In January 2023, the world was introduced to a deeply chaotic new content format. On a hyper-stimulating bundle of screens, three videos play simultaneously: a clip from a TV show, a video game recording, and satisfying ASMR footage of sand being scooped, all frankensteined together. This cacophony of image and sound, painful for older viewers to watch, was ‘sludge content’ – and to many younger TikTok natives, it was old news.
Across the internet, moral panic ensued: Millennials felt old, Boomers felt scandalised, and Gens Z and Alpha… presumably didn’t look up from their many, many screens.
Sludge content joined a long cultural arc towards quicker, shorter, shallower content – a phenomenon that's both guiding and guided by shortening attention spans. Desperate to stop users from scrolling right past them, brands and creators are using anything from split-second edits to cliffhangers to aggressively grab attention. Even the most celebrated works of the year can’t hold focus, with box office hits like Barbie and Oppenheimer prompting Gen Z – yawningly ‘bored’ at the prospect of following a single narrative for two hours – fighting for the right to second-screen from the theatre.
But unlike its predecessors in overstimulation – the TikToks chopping feature-length films into snackable clips; the creators using a dizzying number of jump cuts – sludge content marked a perspective shift. As creators, brands, and the general public pondered how to captivate a generation whose viewership style had become totally alien, this triple-screened content put things into stark focus: if holding attention stays a game of one-upmanship, where do we go from here? Tens, hundreds, thousands of screens?
Rather than ramping things up, digital culture is taking a different tack. In an overstimulating content landscape, users, creators, and culture-leading brands are toying with other modes of bringing people in – ones that turn away from hyper-stimulation. From content that’s weirdly absorbing in its focus on grounded, ‘human’ scenes, to that which soothes instead of stimulates, or even entertainment that acts more like a background environment than a central focus, the most emergent entertainment is guiding viewers back to relaxed modes of focus.
Instead of assaulting people’s attention, creators are helping people focus. This is done through soothing content that minimises sensory overload, like Roku City’s lo-fi looping animation, or low-intervention content that plays on human psychology to help people zone in.
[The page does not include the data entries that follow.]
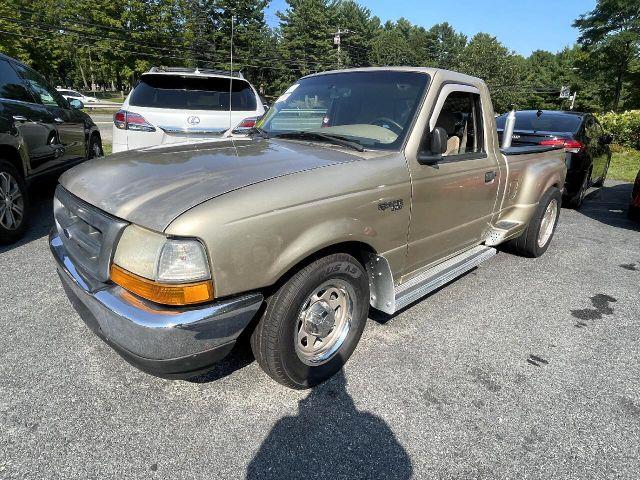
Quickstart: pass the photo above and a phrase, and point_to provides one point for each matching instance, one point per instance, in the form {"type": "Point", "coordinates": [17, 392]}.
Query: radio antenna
{"type": "Point", "coordinates": [233, 19]}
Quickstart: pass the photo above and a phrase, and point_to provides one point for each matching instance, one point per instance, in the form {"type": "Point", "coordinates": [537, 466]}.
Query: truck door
{"type": "Point", "coordinates": [453, 199]}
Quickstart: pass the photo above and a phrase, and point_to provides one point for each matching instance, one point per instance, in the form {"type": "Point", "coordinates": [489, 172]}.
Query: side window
{"type": "Point", "coordinates": [461, 118]}
{"type": "Point", "coordinates": [592, 130]}
{"type": "Point", "coordinates": [43, 92]}
{"type": "Point", "coordinates": [11, 85]}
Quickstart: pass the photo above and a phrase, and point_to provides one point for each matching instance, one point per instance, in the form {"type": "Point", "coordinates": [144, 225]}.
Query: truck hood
{"type": "Point", "coordinates": [153, 186]}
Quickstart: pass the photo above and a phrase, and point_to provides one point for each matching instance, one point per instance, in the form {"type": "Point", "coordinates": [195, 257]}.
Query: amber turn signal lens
{"type": "Point", "coordinates": [164, 294]}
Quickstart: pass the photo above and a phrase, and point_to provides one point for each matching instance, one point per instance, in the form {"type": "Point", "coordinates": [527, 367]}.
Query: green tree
{"type": "Point", "coordinates": [361, 26]}
{"type": "Point", "coordinates": [444, 46]}
{"type": "Point", "coordinates": [502, 70]}
{"type": "Point", "coordinates": [306, 44]}
{"type": "Point", "coordinates": [611, 35]}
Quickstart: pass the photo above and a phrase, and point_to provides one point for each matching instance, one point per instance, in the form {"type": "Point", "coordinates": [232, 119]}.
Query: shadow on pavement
{"type": "Point", "coordinates": [330, 438]}
{"type": "Point", "coordinates": [240, 357]}
{"type": "Point", "coordinates": [41, 212]}
{"type": "Point", "coordinates": [610, 205]}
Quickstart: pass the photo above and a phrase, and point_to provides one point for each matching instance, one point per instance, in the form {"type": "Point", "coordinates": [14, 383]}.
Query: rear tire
{"type": "Point", "coordinates": [535, 240]}
{"type": "Point", "coordinates": [329, 297]}
{"type": "Point", "coordinates": [14, 203]}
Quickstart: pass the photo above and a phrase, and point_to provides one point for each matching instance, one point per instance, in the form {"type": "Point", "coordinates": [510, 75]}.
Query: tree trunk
{"type": "Point", "coordinates": [618, 91]}
{"type": "Point", "coordinates": [93, 80]}
{"type": "Point", "coordinates": [84, 77]}
{"type": "Point", "coordinates": [118, 79]}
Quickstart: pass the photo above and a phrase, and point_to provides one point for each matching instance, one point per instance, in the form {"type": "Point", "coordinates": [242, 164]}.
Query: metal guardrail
{"type": "Point", "coordinates": [92, 105]}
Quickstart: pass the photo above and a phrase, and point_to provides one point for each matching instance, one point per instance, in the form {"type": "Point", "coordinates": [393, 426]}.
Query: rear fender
{"type": "Point", "coordinates": [530, 176]}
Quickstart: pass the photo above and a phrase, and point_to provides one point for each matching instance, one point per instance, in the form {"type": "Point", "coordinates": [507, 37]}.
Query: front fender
{"type": "Point", "coordinates": [256, 234]}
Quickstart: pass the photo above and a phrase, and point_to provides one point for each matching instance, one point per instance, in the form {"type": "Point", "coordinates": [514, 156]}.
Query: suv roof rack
{"type": "Point", "coordinates": [204, 71]}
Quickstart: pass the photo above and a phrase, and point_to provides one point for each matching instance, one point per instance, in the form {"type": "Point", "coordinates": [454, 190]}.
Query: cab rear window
{"type": "Point", "coordinates": [192, 93]}
{"type": "Point", "coordinates": [543, 122]}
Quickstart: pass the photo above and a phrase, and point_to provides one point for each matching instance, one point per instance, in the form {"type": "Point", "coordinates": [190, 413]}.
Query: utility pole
{"type": "Point", "coordinates": [337, 40]}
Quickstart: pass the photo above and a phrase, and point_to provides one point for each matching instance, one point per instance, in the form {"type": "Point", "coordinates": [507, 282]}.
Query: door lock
{"type": "Point", "coordinates": [489, 176]}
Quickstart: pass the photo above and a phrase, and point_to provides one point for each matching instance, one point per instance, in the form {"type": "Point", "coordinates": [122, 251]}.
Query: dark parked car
{"type": "Point", "coordinates": [41, 133]}
{"type": "Point", "coordinates": [584, 140]}
{"type": "Point", "coordinates": [634, 208]}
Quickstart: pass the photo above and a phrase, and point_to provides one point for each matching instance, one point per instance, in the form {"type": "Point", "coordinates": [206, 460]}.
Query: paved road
{"type": "Point", "coordinates": [105, 124]}
{"type": "Point", "coordinates": [520, 369]}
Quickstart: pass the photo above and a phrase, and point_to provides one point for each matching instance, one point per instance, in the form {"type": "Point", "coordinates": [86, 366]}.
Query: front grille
{"type": "Point", "coordinates": [88, 234]}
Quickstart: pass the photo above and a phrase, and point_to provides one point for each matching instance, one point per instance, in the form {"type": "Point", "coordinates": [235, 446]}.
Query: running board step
{"type": "Point", "coordinates": [502, 230]}
{"type": "Point", "coordinates": [440, 275]}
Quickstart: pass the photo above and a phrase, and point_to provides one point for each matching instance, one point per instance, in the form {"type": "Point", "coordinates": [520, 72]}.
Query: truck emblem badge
{"type": "Point", "coordinates": [393, 205]}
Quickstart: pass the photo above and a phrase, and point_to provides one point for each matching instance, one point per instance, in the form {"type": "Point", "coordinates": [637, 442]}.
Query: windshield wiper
{"type": "Point", "coordinates": [335, 139]}
{"type": "Point", "coordinates": [257, 131]}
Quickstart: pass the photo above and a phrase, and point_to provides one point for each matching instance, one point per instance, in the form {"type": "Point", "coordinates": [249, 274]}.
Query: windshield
{"type": "Point", "coordinates": [543, 122]}
{"type": "Point", "coordinates": [192, 93]}
{"type": "Point", "coordinates": [374, 109]}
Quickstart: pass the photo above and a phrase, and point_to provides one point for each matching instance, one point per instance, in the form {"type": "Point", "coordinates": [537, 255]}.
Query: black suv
{"type": "Point", "coordinates": [40, 133]}
{"type": "Point", "coordinates": [586, 144]}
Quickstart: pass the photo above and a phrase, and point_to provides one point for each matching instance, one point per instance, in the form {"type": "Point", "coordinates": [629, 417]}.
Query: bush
{"type": "Point", "coordinates": [625, 127]}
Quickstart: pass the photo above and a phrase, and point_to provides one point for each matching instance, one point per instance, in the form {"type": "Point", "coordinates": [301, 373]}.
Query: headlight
{"type": "Point", "coordinates": [164, 270]}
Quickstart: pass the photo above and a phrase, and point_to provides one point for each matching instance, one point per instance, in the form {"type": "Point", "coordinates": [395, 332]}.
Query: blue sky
{"type": "Point", "coordinates": [521, 25]}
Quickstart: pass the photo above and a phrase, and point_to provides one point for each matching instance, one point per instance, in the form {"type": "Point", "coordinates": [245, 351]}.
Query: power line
{"type": "Point", "coordinates": [202, 55]}
{"type": "Point", "coordinates": [199, 62]}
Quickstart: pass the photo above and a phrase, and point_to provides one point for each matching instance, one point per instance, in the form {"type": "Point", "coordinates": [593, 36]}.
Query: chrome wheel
{"type": "Point", "coordinates": [324, 322]}
{"type": "Point", "coordinates": [11, 202]}
{"type": "Point", "coordinates": [548, 223]}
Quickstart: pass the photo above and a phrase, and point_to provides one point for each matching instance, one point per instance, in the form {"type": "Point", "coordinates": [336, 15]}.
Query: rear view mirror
{"type": "Point", "coordinates": [439, 139]}
{"type": "Point", "coordinates": [437, 142]}
{"type": "Point", "coordinates": [606, 139]}
{"type": "Point", "coordinates": [76, 104]}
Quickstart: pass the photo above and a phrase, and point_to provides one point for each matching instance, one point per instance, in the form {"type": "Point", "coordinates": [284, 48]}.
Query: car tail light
{"type": "Point", "coordinates": [571, 146]}
{"type": "Point", "coordinates": [125, 120]}
{"type": "Point", "coordinates": [248, 123]}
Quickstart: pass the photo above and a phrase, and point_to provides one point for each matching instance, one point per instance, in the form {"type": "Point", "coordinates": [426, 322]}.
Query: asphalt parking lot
{"type": "Point", "coordinates": [521, 369]}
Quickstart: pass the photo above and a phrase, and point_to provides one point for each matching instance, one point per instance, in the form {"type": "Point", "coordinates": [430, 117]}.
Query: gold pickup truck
{"type": "Point", "coordinates": [359, 188]}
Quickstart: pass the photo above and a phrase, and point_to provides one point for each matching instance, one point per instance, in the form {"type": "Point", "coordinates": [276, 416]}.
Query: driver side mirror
{"type": "Point", "coordinates": [606, 139]}
{"type": "Point", "coordinates": [438, 139]}
{"type": "Point", "coordinates": [76, 104]}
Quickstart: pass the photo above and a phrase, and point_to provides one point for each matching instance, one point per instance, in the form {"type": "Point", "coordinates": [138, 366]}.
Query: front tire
{"type": "Point", "coordinates": [14, 203]}
{"type": "Point", "coordinates": [313, 322]}
{"type": "Point", "coordinates": [535, 240]}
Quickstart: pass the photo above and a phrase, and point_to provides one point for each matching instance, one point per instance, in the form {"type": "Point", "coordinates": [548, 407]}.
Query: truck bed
{"type": "Point", "coordinates": [526, 149]}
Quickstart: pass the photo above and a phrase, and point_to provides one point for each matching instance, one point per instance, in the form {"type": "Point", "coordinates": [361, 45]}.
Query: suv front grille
{"type": "Point", "coordinates": [88, 234]}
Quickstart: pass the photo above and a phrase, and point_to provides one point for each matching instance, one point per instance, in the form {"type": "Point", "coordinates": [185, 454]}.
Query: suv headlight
{"type": "Point", "coordinates": [164, 270]}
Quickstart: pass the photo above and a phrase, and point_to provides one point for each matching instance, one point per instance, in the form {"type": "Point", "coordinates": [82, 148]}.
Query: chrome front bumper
{"type": "Point", "coordinates": [164, 341]}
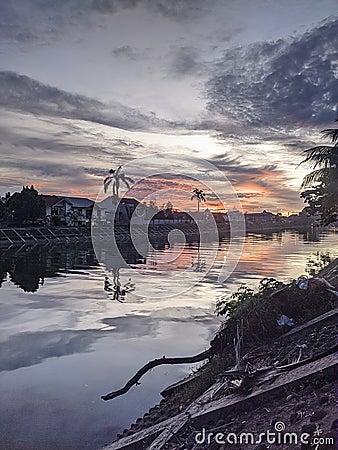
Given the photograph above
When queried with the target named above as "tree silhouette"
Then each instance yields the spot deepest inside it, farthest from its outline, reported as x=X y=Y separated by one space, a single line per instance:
x=115 y=178
x=321 y=185
x=199 y=195
x=26 y=205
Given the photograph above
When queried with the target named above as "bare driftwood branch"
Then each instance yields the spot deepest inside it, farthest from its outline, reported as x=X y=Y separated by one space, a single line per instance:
x=154 y=363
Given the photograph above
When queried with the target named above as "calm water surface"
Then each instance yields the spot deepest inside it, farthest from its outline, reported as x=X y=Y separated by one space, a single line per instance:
x=65 y=341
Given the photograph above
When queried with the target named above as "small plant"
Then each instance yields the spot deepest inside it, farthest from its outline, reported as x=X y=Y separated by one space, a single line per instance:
x=244 y=295
x=317 y=261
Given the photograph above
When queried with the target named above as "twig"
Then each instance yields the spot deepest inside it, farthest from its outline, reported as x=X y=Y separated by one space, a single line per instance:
x=154 y=363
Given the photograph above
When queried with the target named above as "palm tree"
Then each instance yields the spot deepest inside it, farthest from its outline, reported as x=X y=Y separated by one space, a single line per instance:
x=199 y=194
x=116 y=176
x=322 y=183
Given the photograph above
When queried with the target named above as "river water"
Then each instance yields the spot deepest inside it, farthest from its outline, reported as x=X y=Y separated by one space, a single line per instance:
x=65 y=340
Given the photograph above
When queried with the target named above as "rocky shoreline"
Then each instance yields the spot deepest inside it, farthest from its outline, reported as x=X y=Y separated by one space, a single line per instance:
x=290 y=381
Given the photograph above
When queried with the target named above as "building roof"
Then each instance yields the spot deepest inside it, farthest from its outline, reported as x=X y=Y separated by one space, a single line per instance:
x=50 y=200
x=108 y=204
x=77 y=202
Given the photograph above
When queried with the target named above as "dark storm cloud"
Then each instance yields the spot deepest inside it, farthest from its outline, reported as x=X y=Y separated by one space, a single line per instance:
x=18 y=92
x=288 y=82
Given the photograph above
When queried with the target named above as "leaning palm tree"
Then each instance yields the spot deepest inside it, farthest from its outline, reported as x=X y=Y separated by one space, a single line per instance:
x=115 y=177
x=199 y=195
x=322 y=183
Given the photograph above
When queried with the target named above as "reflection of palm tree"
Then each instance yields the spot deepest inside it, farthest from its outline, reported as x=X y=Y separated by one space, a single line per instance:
x=199 y=194
x=119 y=292
x=200 y=264
x=116 y=176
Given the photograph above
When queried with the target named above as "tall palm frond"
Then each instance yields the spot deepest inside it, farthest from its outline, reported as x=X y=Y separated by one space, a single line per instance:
x=331 y=133
x=320 y=155
x=316 y=176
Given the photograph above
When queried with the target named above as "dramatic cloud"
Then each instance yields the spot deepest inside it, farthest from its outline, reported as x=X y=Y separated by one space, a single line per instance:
x=287 y=82
x=186 y=61
x=18 y=92
x=26 y=21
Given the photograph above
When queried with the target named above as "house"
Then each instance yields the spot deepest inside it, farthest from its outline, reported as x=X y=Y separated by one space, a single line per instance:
x=72 y=211
x=50 y=201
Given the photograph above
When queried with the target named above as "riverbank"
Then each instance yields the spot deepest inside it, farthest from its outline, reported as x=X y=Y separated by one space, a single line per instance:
x=285 y=377
x=30 y=236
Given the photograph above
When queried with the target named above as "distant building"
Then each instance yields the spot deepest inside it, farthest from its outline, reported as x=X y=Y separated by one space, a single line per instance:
x=72 y=211
x=50 y=201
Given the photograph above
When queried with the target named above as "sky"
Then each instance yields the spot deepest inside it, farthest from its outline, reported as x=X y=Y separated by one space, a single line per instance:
x=88 y=85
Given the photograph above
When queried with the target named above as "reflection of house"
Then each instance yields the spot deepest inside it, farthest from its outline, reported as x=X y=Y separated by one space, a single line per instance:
x=72 y=211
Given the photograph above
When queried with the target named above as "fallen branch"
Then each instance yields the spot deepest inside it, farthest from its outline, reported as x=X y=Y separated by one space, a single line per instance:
x=154 y=363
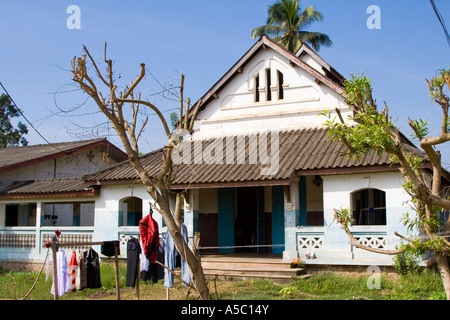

In an over-stimulating, high production value, narratively gripping feed, there’s a fascination with content that, by contrast, focuses on the deeply average, grounded, ‘human’. There’s the viral Wes Anderson aesthetic, which uses the director’s signature style to make everyday scenes – lunch, train rides, uneventful wanders – into an artful visual experience. There’s also Keep the Meter Running – comedian Kareem Rahma’s TikTok series in which he hails NYC cabs and tells cabbies to take him anywhere, purely to spend time with the drivers.
But it’s not all short attention spans and hyper edits for Gen Z. The rise in popularity of the video essay, which can run for over an hour, indicates a desire for in-depth and entertaining learning. This hyper attention or slow knowledge consumption, overlaid with memes and TikTok references, popular in geek culture leans into creativity and critical (deep) thinking. Popular creators like ContraPoints and Mina Le highlight the demand for engaging, long-form content.
Create experiences that enable moments of calm and focus. To promote the Nissan ARIYA car, the automotive brand partnered with beloved YouTube creator Lo-Fi Girl – known for her chill, lo-fi music streams – to communicate the powerfully peaceful vibe of the vehicle. Nissan created a 4-hour stream on YouTube, depicting Lo-Fi Girl driving the car while soundtracked by chill beats. In the comments, viewers praised the ad for being both immersive and working with passive attention, noting how they’ve let the video ambiently play for 20 minutes in the background of their daily lives.
Lean into new attention formats. ‘Mean Girls Day’ is celebrated annually on October 3rd, in homage to a moment in the movie where Lindsay Lohan’s love interest finally asks her the date. This year, Paramount released the entire movie on a devoted TikTok account – chopped up into 23 snackable, TikTok-length bits – for one day only. Time-bound (only around for 24 hours) and bite-sized (in short clips), the campaign demonstrated how to transform legacy media for modern attention spans.
Experiment with alternative narrative styles. Disney / Pixar and the NFL teamed up for the "Toy Story Funday Football”. This was a fully animated broadcast of the NFL's first London game of the 2023-24 season, which gave youngsters a chance to watch the game in “Andy’s Room” and in an environment that was aligned to viewing habits and passion points. The clever use of the tracking tech on the players allowed the game to be out in real time in the Toy Story universe.